La taille monumentale de la toile (147 × 171 cm) vient renforcer toute l’horreur et la violence de cette scène, en intégrant directement le spectateur, témoin du massacre qui se déroule comme face à lui.
Comme le souligne Suzanne Ferrières-Pestureau dans son article consacré à la violence dans l’art pictural, publié dans les Cahiers de la psychologie clinique (n°39), “ Poussin renonce à estomper la brutalité d’un acte si dépravé, ce qui amène à évoquer une désacralisation de la douleur quand la brutalité de la violence faite au corps entraîne la destruction du langage”. Ainsi, dans cette toile, malgré la référence à l’Antique dans les formes épurées et stylisées, la violence est rendue dans toute son horreur, sans volonté d’idéalisation, chargeant sa toile de tout le pathos possible : pour Pierre Rosenberg, « c’est le cri le plus poignant de toute la peinture française, celui d’une mère dont on tue l’enfant sous les yeux ». Ici, face à l’horreur de la violence, le peintre se refuse à l’idéaliser, la représentation ne peut qu’en témoigner.

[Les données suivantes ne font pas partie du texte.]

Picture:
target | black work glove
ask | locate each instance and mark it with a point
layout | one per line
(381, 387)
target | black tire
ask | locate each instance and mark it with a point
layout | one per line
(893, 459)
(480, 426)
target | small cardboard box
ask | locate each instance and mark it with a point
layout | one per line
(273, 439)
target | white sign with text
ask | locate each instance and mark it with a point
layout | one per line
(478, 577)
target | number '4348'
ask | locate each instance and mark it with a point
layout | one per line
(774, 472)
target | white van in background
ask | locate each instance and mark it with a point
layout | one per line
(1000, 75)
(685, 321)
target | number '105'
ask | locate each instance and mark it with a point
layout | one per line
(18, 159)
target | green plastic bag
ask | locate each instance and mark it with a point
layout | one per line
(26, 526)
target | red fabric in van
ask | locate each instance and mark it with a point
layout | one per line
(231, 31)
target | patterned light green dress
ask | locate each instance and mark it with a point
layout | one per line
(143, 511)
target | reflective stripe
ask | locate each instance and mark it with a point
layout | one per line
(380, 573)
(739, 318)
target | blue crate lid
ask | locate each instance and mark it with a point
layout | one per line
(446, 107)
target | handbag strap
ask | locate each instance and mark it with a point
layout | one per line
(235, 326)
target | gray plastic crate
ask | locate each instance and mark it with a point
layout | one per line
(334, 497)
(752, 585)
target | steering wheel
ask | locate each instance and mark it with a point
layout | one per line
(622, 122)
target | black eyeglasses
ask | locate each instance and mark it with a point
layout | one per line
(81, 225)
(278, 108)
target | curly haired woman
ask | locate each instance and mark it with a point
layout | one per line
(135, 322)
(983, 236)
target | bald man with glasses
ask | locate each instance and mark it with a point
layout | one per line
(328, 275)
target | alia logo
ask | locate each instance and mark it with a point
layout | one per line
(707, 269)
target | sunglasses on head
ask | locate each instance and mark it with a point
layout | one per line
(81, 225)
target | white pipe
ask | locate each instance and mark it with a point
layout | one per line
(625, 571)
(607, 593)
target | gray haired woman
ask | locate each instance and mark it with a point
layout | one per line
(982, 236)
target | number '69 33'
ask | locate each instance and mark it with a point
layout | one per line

Le Martyre de saint Érasme : l’idéalisation de la violence
Mais à rebours de cette représentation de la violence dans tout son pathos, on voit également dans l’œuvre de Poussin une volonté, plus générale, d’idéaliser la violence, propre au courant classique. Par exemple, dans l’oeuvre Le martyre de saint Érasme, qui représente les supplices subis par Saint Érasme dont les intestins sont extraits avec une roue, Poussin n’insiste pas sur la tragédie, la violence de la scène comme dans le Massacre des Innocents : au contraire, il insiste sur la résistance à la violence du saint, à sa douleur, “ conduit vers la transcendance en rappelant le message de l’incarnation et du Christ crucifié ” : la représentation de la violence, et notamment son dépassement par le martyr, permet ainsi de faire droit à une vision religieuse du monde, où les souffrances liés à la violence sous toutes ses formes peut trouver un apaisement par le recours à la transcendance et donc un accès vers le salut : “ la douleur infligée par la violence se dissout pour atteindre une réalité qui lui est supérieure ” pour reprendre les mots de Suzanne Ferrières-Pestureau.
Ainsi, nous avons pu voir différentes manières, pour un même peintre, de représenter la violence et ses effets sur le sujet : face à une représentation de la violence dans toute son horreur, dans toute sa tragédie, dont la peinture parvient à rendre compte en saisissant le spectateur tout entier dans la scène, il est possible aussi d’user de la violence pour la détourner et la comprendre comme un moyen possible d’accéder au salut, une transcendance étant possible, un au-delà de la violence étant atteignable pour le sujet.